Learning Towards Failure Prediction of High Performance Computing Clusters by Employing LSTM
Kamaljit Kaur1, Kuljit Kaur2

1Kamaljit Kaur, Department of Computer Engineering & Technology, Guru Nanak Dev University, Amritsar, Punjab, India.
2Kuljit Kaur, Department of Computer Science, Guru Nanak Dev University, Amritsar, Punjab, India.

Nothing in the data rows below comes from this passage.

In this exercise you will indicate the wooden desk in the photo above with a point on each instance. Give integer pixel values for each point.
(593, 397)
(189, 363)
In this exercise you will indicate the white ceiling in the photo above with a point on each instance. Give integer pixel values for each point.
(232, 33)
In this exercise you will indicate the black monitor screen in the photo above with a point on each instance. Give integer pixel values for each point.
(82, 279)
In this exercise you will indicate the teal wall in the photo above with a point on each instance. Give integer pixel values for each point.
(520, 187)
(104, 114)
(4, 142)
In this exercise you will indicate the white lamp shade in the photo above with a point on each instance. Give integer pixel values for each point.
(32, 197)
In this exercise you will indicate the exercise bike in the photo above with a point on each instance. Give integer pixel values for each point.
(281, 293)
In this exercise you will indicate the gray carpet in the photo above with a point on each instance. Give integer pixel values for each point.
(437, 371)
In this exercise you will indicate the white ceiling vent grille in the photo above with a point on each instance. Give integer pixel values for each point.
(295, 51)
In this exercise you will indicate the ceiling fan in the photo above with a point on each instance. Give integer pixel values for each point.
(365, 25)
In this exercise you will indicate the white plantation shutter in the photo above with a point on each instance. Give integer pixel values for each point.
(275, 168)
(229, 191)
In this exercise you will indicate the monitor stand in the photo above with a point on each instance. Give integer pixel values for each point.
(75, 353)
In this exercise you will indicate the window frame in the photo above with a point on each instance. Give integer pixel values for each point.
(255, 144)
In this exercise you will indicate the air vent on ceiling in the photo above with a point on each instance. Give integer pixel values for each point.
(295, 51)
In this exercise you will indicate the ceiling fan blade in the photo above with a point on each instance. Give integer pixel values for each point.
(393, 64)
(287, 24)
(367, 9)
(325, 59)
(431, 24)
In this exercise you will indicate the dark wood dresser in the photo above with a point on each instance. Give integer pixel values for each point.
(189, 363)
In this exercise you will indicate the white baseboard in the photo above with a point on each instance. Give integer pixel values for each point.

Manuscript received on July 20, 2019. | Revised Manuscript received on August 10, 2019. | Manuscript published on August 30, 2019. | PP: 1829-1838| Volume-8 Issue-6, August 2019. | Retrieval Number: F7885088619/2019©BEIESP| DOI: 10.35940/ijeat.F7885.088619
Open Access | Ethics and Policies | Cite | Mendeley
© The Authors. Blue Eyes Intelligence Engineering and Sciences Publication (BEIESP). This is an open access article under the CC BY-NC-ND license (http://creativecommons.org/licenses/by-nc-nd/4.0/)

Abstract: This Failure prediction of high-performance computing clusters (HPCC) is a crucial issue and a hot problem for many years. Previous works have failed to provide a robust method for real-time failure prediction of HPCC. The available techniques are old, unrealistic and provide low accuracy. This paper presents an efficient technique which provides robust failure prediction with good accuracy and state of the art models. We have employed the concept of long short-term memory (LSTM) with reinforcement learning to correct the prediction accuracy in real-time and provide a solution to the industry with reliable results.
Keywords: LSTM, Rainbow, HPCCs, failure prediction.